Microsoft's AI as good as humans at voice recognition

Posted Aug 23, 2017 by James Walker
Microsoft has announced a new breakthrough in the development of voice recognition technology. The company's AI is now as accurate at transcribing conversations as teams of professional humans. There's still challenges ahead for real world use though.
Cortana on an Android phone
Cortana on an Android phone
Last year, Microsoft's AI attained parity with human transcribers in the industry standard Switchboard test. Switchboard is a collection of real telephone conversations covering a wide range of disparate subjects. To complete the task, the AI has to accurately transcribe the conversations, without having previously heard them.
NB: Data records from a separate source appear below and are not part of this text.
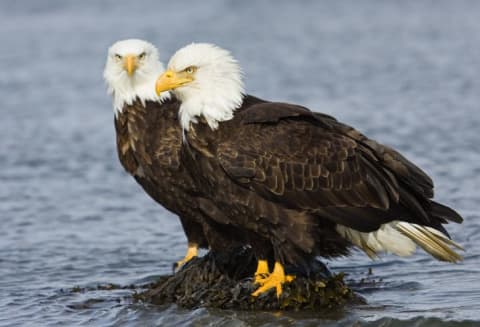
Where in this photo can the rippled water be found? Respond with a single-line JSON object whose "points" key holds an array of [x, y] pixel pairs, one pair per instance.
{"points": [[405, 73]]}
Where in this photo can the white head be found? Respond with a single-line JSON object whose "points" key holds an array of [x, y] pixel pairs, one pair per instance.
{"points": [[208, 82], [130, 72]]}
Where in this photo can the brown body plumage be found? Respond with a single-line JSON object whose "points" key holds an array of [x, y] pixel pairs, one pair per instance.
{"points": [[149, 141], [288, 177]]}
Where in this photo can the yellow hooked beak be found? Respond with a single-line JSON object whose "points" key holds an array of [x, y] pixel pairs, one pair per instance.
{"points": [[171, 80], [130, 64]]}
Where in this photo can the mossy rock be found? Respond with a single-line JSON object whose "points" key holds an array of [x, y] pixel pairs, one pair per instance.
{"points": [[225, 282]]}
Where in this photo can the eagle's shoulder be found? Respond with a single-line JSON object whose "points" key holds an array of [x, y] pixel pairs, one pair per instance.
{"points": [[257, 111]]}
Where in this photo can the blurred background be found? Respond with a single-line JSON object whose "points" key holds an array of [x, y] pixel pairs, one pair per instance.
{"points": [[404, 72]]}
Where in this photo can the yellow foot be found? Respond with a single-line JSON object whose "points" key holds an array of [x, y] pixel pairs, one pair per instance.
{"points": [[275, 280], [192, 252], [262, 272]]}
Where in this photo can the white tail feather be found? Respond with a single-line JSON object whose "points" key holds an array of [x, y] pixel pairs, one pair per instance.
{"points": [[401, 238]]}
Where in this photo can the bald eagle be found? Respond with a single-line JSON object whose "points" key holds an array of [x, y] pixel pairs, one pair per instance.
{"points": [[149, 138], [298, 184]]}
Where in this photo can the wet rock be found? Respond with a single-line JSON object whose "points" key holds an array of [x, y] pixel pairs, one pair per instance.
{"points": [[225, 282]]}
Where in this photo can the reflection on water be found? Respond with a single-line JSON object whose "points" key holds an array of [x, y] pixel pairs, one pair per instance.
{"points": [[405, 73]]}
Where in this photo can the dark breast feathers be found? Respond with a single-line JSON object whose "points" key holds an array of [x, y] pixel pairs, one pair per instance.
{"points": [[293, 175], [148, 142]]}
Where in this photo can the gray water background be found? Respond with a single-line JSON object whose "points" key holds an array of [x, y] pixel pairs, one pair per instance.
{"points": [[403, 72]]}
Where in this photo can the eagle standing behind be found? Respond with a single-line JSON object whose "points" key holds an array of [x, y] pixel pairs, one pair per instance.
{"points": [[149, 138], [298, 184]]}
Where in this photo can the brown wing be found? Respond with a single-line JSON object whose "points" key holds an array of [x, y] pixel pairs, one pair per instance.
{"points": [[311, 162]]}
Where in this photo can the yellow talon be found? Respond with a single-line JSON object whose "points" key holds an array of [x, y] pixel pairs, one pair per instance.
{"points": [[192, 252], [274, 280]]}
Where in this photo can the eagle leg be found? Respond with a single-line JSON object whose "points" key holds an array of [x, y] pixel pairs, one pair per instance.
{"points": [[262, 271], [274, 280], [192, 252]]}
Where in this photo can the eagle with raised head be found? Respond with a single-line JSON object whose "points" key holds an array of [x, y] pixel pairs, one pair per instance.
{"points": [[149, 139], [296, 183]]}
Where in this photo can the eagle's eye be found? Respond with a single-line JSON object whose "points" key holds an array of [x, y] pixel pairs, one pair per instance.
{"points": [[190, 70]]}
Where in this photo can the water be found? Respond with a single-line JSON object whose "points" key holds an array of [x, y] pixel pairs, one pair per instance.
{"points": [[405, 73]]}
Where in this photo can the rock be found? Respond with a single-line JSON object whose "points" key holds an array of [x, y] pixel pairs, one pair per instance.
{"points": [[225, 281]]}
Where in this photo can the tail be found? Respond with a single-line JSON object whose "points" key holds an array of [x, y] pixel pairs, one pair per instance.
{"points": [[402, 238], [432, 241]]}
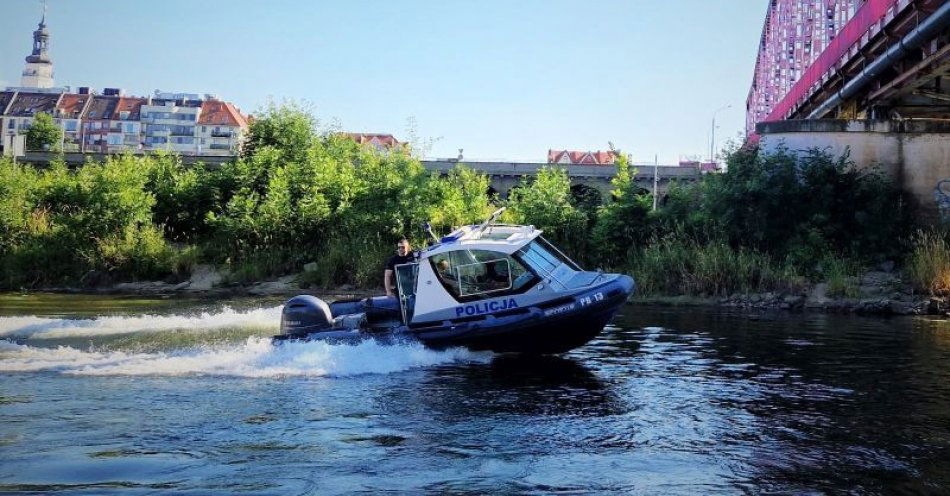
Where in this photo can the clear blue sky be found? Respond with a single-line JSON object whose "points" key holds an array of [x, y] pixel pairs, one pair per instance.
{"points": [[501, 79]]}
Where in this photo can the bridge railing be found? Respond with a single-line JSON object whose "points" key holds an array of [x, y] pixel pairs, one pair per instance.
{"points": [[531, 168]]}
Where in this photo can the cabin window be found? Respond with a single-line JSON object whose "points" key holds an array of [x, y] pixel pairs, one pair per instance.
{"points": [[547, 261], [478, 274]]}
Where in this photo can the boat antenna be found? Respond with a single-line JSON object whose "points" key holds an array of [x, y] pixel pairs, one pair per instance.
{"points": [[490, 220], [427, 227]]}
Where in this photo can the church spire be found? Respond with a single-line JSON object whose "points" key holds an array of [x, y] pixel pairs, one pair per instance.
{"points": [[39, 67]]}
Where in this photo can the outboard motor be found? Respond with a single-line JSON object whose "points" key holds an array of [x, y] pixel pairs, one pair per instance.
{"points": [[303, 315]]}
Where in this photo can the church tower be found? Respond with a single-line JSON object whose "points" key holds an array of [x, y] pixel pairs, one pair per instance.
{"points": [[39, 67]]}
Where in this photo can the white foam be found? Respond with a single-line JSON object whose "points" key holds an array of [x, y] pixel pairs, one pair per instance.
{"points": [[40, 327], [257, 357]]}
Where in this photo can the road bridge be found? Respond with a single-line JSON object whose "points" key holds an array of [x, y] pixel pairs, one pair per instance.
{"points": [[590, 181], [889, 61], [878, 92], [585, 179]]}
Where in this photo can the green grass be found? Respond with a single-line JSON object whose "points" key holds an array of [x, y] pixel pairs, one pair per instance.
{"points": [[929, 264]]}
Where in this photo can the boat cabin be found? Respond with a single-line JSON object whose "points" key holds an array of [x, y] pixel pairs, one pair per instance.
{"points": [[485, 270]]}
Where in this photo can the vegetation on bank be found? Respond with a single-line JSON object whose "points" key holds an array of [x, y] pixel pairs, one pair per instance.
{"points": [[296, 196]]}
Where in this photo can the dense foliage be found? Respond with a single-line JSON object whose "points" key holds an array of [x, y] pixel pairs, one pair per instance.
{"points": [[296, 195], [44, 134]]}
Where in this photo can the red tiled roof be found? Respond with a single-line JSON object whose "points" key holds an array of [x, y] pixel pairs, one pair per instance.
{"points": [[386, 140], [71, 105], [132, 105], [30, 104], [101, 108], [582, 158], [216, 112]]}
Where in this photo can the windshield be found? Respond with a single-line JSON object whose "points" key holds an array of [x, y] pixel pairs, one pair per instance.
{"points": [[547, 261]]}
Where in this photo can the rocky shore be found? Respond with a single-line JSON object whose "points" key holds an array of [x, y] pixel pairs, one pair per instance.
{"points": [[877, 293]]}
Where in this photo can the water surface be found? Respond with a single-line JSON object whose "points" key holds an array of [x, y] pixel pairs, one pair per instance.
{"points": [[154, 396]]}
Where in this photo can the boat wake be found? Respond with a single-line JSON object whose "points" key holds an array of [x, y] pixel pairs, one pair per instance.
{"points": [[33, 327], [225, 343], [256, 357]]}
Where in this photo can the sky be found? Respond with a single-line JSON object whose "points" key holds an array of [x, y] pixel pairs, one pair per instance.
{"points": [[499, 79]]}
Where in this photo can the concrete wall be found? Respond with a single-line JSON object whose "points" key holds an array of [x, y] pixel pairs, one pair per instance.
{"points": [[915, 153]]}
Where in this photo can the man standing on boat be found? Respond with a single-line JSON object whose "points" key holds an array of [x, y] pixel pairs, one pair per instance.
{"points": [[403, 255]]}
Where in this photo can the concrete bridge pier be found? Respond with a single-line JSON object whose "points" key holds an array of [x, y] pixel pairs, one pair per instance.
{"points": [[914, 152]]}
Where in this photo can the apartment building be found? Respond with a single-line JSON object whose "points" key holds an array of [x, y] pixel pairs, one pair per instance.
{"points": [[68, 115], [169, 120], [23, 107], [220, 126], [794, 35]]}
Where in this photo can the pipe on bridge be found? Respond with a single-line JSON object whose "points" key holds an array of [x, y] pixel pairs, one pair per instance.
{"points": [[925, 31]]}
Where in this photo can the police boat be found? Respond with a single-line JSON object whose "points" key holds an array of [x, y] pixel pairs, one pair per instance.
{"points": [[496, 287]]}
In Microsoft's original test, it measured human transcribers to have a word error rate of 5.9 percent. The company's AI then successfully transcribed the conversations with the same error rate, suggesting it was as proficient at the task as the trained humans.
Since then, other researchers have replicated Microsoft's work. They found that humans working as a team have an error rate of only 5.1 percent. In a blog post earlier this week, Microsoft announced its AI has reached parity with this figure too.
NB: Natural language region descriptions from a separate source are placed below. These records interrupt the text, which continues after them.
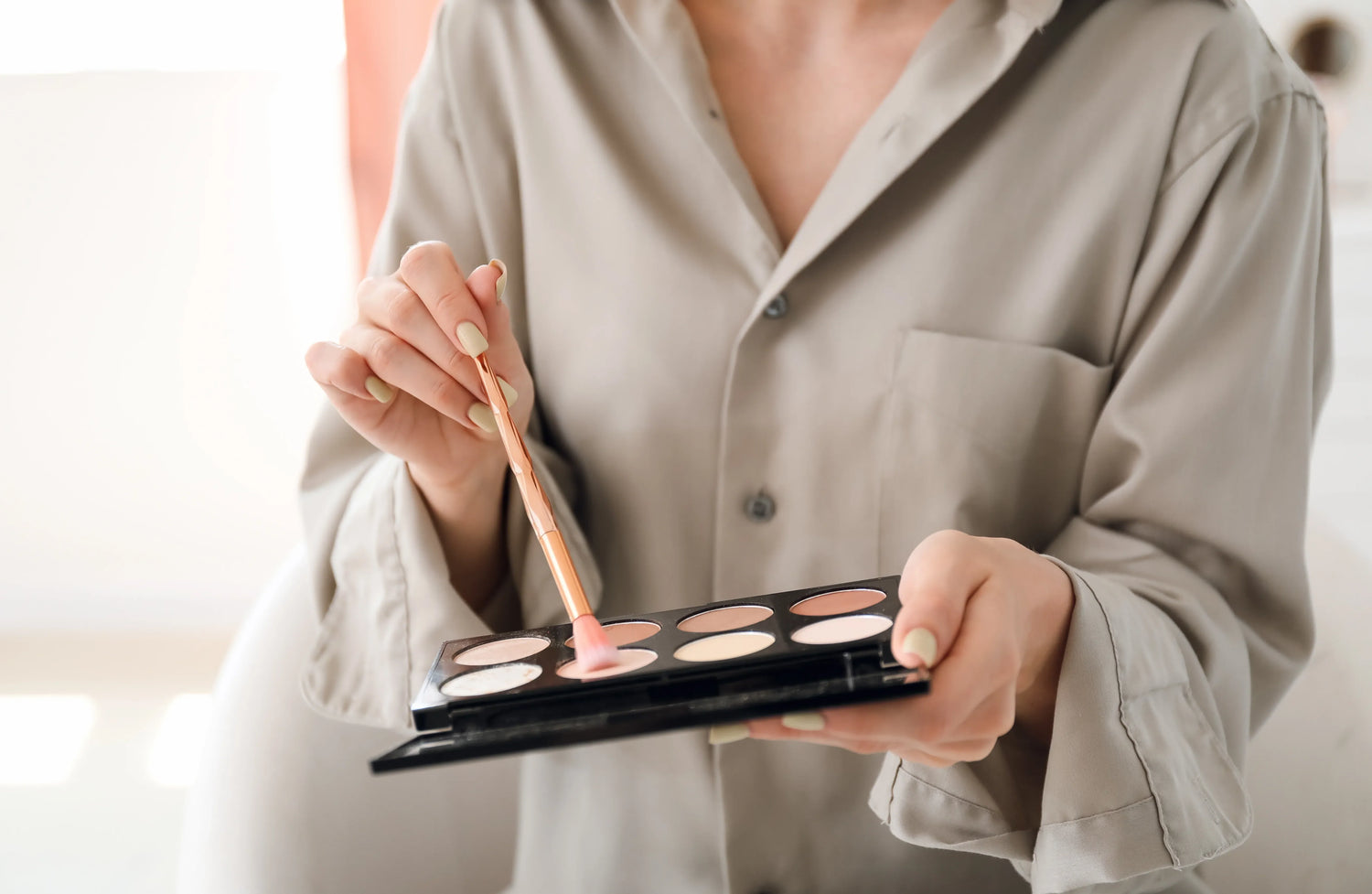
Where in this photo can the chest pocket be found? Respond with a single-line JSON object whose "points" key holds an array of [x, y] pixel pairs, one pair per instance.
{"points": [[985, 436]]}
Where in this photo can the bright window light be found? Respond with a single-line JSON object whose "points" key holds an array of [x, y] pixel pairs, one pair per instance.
{"points": [[176, 750], [169, 36], [41, 737]]}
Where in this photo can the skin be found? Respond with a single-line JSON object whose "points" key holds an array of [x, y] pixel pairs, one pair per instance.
{"points": [[406, 337], [796, 81]]}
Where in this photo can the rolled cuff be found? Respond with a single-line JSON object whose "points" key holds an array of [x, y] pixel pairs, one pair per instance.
{"points": [[1135, 786], [392, 605]]}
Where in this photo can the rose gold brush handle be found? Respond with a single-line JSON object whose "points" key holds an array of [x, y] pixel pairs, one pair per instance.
{"points": [[535, 501]]}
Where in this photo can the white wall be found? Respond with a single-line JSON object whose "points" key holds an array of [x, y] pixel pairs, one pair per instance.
{"points": [[169, 244], [172, 239]]}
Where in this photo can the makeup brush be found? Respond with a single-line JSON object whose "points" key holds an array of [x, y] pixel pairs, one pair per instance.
{"points": [[593, 647]]}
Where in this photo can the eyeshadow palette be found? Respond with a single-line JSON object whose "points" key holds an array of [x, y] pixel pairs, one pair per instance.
{"points": [[718, 663]]}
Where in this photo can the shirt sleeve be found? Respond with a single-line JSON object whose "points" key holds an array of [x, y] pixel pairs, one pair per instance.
{"points": [[1193, 613], [378, 573]]}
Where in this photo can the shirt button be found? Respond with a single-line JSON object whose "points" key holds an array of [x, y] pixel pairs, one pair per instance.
{"points": [[760, 507], [777, 307]]}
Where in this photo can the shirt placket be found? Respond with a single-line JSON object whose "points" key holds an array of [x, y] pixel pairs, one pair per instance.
{"points": [[963, 55]]}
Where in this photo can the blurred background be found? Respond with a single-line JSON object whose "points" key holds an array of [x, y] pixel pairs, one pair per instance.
{"points": [[187, 192]]}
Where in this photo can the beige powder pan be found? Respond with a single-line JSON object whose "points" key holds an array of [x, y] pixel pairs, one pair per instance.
{"points": [[724, 646], [839, 602], [626, 660], [722, 662], [844, 630], [488, 680], [724, 619], [501, 652], [625, 632]]}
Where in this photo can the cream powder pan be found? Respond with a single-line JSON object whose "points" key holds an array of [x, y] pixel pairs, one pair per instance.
{"points": [[724, 646], [844, 630]]}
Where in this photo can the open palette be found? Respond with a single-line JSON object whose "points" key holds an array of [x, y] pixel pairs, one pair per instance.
{"points": [[716, 663]]}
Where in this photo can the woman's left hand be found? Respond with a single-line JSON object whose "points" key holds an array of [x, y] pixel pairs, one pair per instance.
{"points": [[991, 616]]}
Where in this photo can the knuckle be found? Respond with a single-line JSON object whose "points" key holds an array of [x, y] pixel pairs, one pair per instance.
{"points": [[384, 353], [422, 255], [403, 307], [977, 750], [935, 724], [445, 393]]}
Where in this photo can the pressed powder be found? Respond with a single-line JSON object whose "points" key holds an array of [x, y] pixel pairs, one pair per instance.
{"points": [[501, 652], [724, 662], [724, 646], [839, 602], [488, 680], [841, 630], [625, 632], [726, 619], [626, 660]]}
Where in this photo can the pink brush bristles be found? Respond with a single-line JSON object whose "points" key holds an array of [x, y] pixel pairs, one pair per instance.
{"points": [[593, 649]]}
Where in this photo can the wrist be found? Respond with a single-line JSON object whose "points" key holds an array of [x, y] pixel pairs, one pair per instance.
{"points": [[453, 496], [1050, 621]]}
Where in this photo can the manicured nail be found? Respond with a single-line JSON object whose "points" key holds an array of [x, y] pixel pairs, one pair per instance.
{"points": [[471, 338], [499, 283], [727, 732], [378, 389], [921, 644], [482, 415], [809, 721], [508, 390]]}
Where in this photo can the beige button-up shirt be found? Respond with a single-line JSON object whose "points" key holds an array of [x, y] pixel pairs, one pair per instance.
{"points": [[1069, 285]]}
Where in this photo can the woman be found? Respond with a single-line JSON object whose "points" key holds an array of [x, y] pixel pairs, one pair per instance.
{"points": [[1025, 298]]}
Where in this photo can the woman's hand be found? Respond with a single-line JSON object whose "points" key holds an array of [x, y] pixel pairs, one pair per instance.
{"points": [[402, 375], [403, 378], [990, 619]]}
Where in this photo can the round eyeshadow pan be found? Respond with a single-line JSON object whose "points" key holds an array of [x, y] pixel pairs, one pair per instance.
{"points": [[627, 660], [488, 680], [724, 619], [837, 602], [501, 652], [844, 630], [625, 632], [724, 646]]}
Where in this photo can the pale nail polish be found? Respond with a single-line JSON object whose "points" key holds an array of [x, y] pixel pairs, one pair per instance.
{"points": [[482, 415], [471, 338], [378, 389], [499, 283], [727, 732], [922, 644], [809, 721]]}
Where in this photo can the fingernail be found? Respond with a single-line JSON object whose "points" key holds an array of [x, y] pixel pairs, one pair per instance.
{"points": [[922, 644], [482, 415], [727, 732], [508, 390], [378, 389], [471, 338], [499, 283], [809, 721]]}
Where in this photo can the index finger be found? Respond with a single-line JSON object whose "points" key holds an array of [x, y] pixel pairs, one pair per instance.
{"points": [[938, 578], [431, 272]]}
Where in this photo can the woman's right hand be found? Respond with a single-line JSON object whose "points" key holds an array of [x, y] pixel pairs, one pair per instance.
{"points": [[403, 375]]}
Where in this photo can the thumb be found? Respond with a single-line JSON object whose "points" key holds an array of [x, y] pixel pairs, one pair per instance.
{"points": [[938, 580]]}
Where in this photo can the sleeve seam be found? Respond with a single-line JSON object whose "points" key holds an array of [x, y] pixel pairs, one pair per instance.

The company said it attained the new milestone by making improvements to the AI's acoustic and language models. It tweaked the way in which the AI handles acoustic modelling and word prediction. The language element was also overhauled to offer more context, allowing the AI to use the entire conversation history to predict the words likely to come next.
READ NEXT: Blockchain a "catalytic force" in soaring fintech market
The development is significant for voice recognition tech. It demonstrates machines can recognise voices as accurately as humans, something which will be more important as digital assistants and voice-controlled interfaces develop.
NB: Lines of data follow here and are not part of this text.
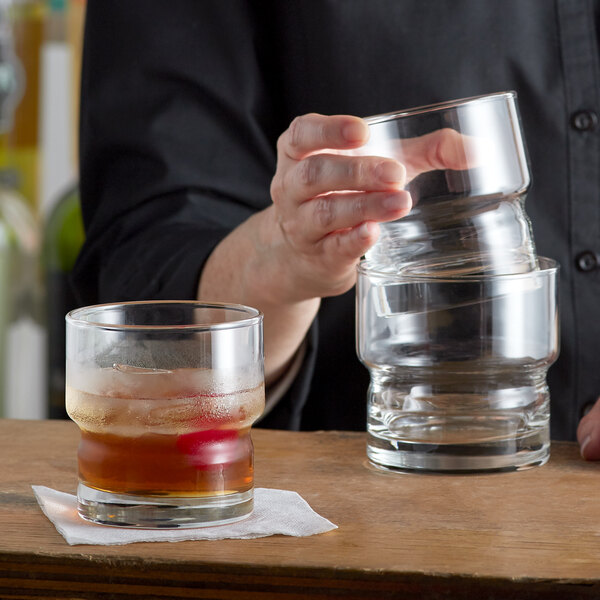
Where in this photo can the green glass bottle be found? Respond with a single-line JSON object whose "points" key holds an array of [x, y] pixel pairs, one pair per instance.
{"points": [[63, 238]]}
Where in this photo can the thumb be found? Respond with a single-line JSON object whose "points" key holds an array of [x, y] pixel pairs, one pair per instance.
{"points": [[588, 434]]}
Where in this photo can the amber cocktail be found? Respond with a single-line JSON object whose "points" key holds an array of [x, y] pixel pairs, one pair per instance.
{"points": [[165, 394]]}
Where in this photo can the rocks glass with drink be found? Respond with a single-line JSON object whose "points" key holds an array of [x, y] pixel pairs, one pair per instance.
{"points": [[165, 394]]}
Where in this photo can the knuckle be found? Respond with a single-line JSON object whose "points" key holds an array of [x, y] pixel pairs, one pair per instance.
{"points": [[309, 170], [276, 189], [324, 212], [295, 132]]}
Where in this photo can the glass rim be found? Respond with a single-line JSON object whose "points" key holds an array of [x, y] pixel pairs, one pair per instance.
{"points": [[547, 267], [253, 316], [437, 106]]}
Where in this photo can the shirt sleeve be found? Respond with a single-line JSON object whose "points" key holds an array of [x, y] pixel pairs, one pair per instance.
{"points": [[177, 141]]}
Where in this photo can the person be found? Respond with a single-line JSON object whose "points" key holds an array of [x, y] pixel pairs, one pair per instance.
{"points": [[212, 167]]}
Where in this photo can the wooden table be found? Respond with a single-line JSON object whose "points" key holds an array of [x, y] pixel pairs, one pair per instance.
{"points": [[528, 535]]}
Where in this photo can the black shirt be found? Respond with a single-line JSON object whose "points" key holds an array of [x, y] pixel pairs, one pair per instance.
{"points": [[183, 102]]}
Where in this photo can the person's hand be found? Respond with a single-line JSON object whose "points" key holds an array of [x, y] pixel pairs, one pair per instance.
{"points": [[329, 196], [328, 204], [588, 434]]}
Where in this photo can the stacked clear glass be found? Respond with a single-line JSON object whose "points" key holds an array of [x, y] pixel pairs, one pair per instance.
{"points": [[165, 394], [457, 317]]}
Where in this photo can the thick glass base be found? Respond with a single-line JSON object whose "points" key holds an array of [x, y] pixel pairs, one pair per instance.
{"points": [[509, 454], [162, 512]]}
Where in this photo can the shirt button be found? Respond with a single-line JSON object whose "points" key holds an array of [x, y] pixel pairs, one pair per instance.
{"points": [[584, 120], [585, 409], [586, 261]]}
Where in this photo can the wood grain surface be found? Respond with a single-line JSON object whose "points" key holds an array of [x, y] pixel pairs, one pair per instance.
{"points": [[527, 535]]}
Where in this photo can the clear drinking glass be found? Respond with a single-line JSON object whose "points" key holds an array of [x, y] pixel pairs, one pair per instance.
{"points": [[468, 177], [165, 394], [458, 367], [457, 317]]}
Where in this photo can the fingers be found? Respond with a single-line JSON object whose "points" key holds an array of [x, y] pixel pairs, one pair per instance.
{"points": [[312, 133], [336, 212], [588, 434], [321, 173], [439, 150]]}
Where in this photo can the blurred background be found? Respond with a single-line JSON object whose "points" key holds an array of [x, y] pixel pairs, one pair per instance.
{"points": [[40, 220]]}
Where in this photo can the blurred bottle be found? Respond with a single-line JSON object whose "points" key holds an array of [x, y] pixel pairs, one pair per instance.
{"points": [[63, 229], [20, 285], [19, 147], [63, 237]]}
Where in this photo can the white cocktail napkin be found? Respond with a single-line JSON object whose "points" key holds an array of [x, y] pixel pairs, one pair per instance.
{"points": [[275, 512]]}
Microsoft acknowledged there are further tasks ahead though. The test was completed in ideal conditions which don't represent the real world. Voice recognition tech in actual operation has to deal with noisy background environments and several styles and accents of speech. Accuracy can suffer dramatically as a result. Microsoft is now turning its attention to improving the AI's word error rate under these conditions.
"While achieving a 5.1 percent word error rate on the Switchboard speech recognition task is a significant achievement, the speech research community still has many challenges to address, such as achieving human levels of recognition in noisy environments with distant microphones, in recognizing accented speech, or speaking styles and languages for which only limited training data is available," said Microsoft.
Real-time voice translation in PowerPoint
Real-time voice translation in PowerPoint
READ NEXT: Majority of CEOs concerned about digital transformation
The research is already having an impact on Microsoft's products. The company's voice recognition technology has been integrated into its cloud-based Cognitive Services toolkit. It also powers its Cortana digital assistant and has been integrated into PowerPoint to translate presentations in real-time for multi-lingual audiences.
According to Microsoft, human levels of speech recognition could unlock new ways of interacting with computers and completing work. The next stage is to train AI to interpret the meaning in different conversations, allowing machines to understand intentions and expressions. Microsoft said its current studies are just the gateway to this kind of system.
"We have much work to do in teaching computers not just to transcribe the words spoken, but also to understand their meaning and intent," said Microsoft. "Moving from recognizing to understanding speech is the next major frontier for speech technology."